Judge David Talamante delivered a blow to the Advocates for Individuals with Disabilities Foundation, which deluged the courts with more than 1,000 boilerplate lawsuits against businesses, with Mesa being one obvious target.
In his ruling, Talamante sided with arguments presented by the Arizona Attorney General’s Office, concluding that AID lacked standing to bring the suits because the organization failed to show that anyone suffered an actual injury because of violations of the ADA.
Examples of such injuries could include being unable to enter a business because of a lack of handicapped parking, or because of a barrier that would block a disabled person’s path, making it impossible for them to enter a business.
But Peter Strojnik, the controversial attorney who has riled businesses owners over suits alleging relatively small violations, said the matter is far from over.
Strojnik said he plans to file appeals with the Arizona Court of Appeals, and with the state Supreme Court, if necessary, using a separation-of-powers argument that he outlined in court and in some last-minute motions.
In a nutshell, Strojnik argued that the Legislature gave anyone the right to enforce the Arizonans with Disabilities Act by bringing suit against businesses when it enacted the law.

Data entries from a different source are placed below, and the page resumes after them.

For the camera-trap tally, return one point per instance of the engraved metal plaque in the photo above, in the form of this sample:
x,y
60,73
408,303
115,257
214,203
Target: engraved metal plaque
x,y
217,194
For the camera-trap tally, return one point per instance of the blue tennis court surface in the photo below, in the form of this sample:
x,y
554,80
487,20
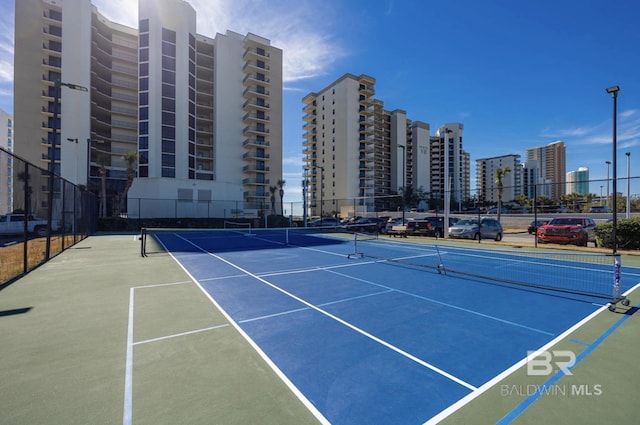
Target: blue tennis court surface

He said the judicial branch has no right to take away a privilege granted by the Legislature.
“These are all policy or political arguments that it’s not appropriate for me to consider,” Talamante said, comparing some of Strojnik’s arguments against the judiciary and the media to some comments made recently by President Donald Trump. “I am going to dismiss these consolidated cases with prejudice.”
Alluding to arguments by Assistant Attorney General Matthew DuMee, Talamante said he found no evidence in the suits that anyone was harmed by any potential violations.
The suits were based on inspections of parking lots and photos taken of parking spaces and signs that do not comply with the ADA. Some suits alleged an inadequate number of handicapped parking spaces, inadequate signage, even signs that were two inches too low to meet the standard.
“Arizona has a vigorous standing requirement. The defendant has not shown a distinct and palpable injury,” DuMee argued. “The plaintiff has not alleged that the lack of compliance actually injured them.”
The ADA dates back to 1991 and is considered a landmark civil-rights law. Strojnik said the foundation was merely attempting to enforce a law that the Attorney General’s Office has failed to enforce for decades.
He said everyone should be working to ensure that the disabled have equal access to businesses and public accommodations, such as hotels, restaurants and government buildings, rather than quarreling over legal arguments.
“We should make sure that everyone has equal access. Not so; the Attorney General’s Office is defending the law-breaking businesses,” Strojnik said.
Strojnik offered to have a cup of coffee with Attorney General Mark Brnovich and work out a plan for enforcing the ADA. The Attorney General’s Office has said repeatedly that their preferred approach is to respond to complaints about ADA complaints through mediation to correct the problem, rather than through lawsuits that can cost businesses thousands of dollars.
DuMee seemed unimpressed by Strojnik’s offer.
“What we are defending is the law, which has been abused and mocked” by the frivolous suits, DuMee said.